No fue la muerte más espantosa que Sam había experimentado, pero se contaba fácilmente entre las peores.
¡Ding!
[Has muerto.]
Un momento después…
¡Ding!
[Se ha activado «La Determinación es Combustible».]
Tanto Sam como el clon primordial revivieron simultáneamente, retirándose de inmediato para evitar ser atrapados en otro ataque inminente.
Sorprendentemente, el Colosal de Vapor no los persiguió.
Simplemente se quedó allí, observando en silencio mientras un aura ígnea y acuosa se escapaba de sus ojos.
—Idiota.
¡Picos de Vapor!
¡ZAS!
Sin previo aviso, picos afiladísimos de vapor condensado brotaron de debajo de Sam y el clon, atravesándolos al instante y matándolos antes de que pudieran responder.
Una vez más, revivieron, solo para que el ciclo se repitiera.
Una y otra vez, el Colosal de Vapor los atrapaba, los usaba como cebo o interceptaba sus ataques con una sincronización perfecta.
Varios minutos pasaron así, cada muerte fundiéndose con la siguiente mientras Sam y su clon eran asesinados docenas de veces seguidas.
Sam sabía que no podía continuar así indefinidamente.
En términos de atributos brutos, estaba completamente superado.
Aun así, existía la posibilidad de que una de sus habilidades no utilizadas pudiera cambiar las tornas.
El colosal había demostrado ser capaz de esquivar o contrarrestar todo lo demás, lo que significaba que Sam necesitaría revelar algo completamente nuevo.
—Te estás llevando al límite sin ninguna razón —dijo el colosal con calma, su voz reverberando por toda la arena.
—Supongo que es hora de terminar con esto.

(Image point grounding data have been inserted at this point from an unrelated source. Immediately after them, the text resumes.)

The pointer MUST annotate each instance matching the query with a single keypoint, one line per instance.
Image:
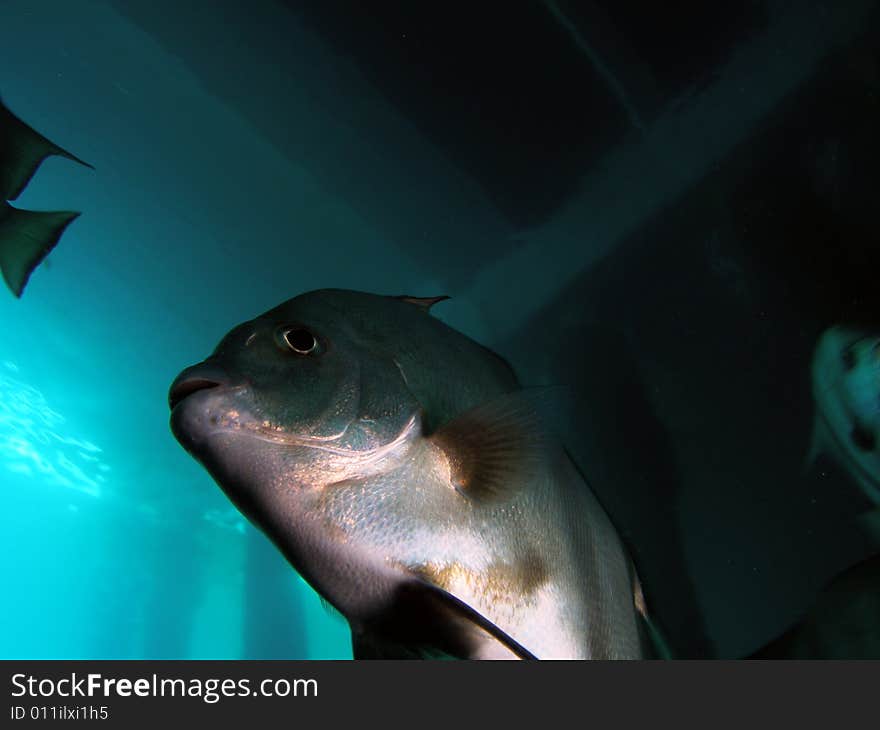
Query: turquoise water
(679, 281)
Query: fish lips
(199, 399)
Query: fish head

El Colosal de Vapor abrió los brazos de par en par.
¡Invocación de Vapor!
Fuego, agua y vapor se derramaron por toda la arena, condensándose en cientos de monstruos que se asemejaban al propio colosal, cada uno irradiando un poder inmenso.
«=)»
El clon primordial sonrió, completamente imperturbable mientras se preparaba para seguir luchando.
En cuanto a Sam, inhaló lentamente, plenamente consciente de que tendría que desatar uno de sus mayores poderes para sobrevivir.
—Nuestro coro comenzará —declaró el colosal, su voz combinada resonando ominosamente.
—Y para cuando termine, tu vida habrá acabado.
—Claro —respondió Sam con una sonrisa, a pesar de la tensión que oprimía su pecho.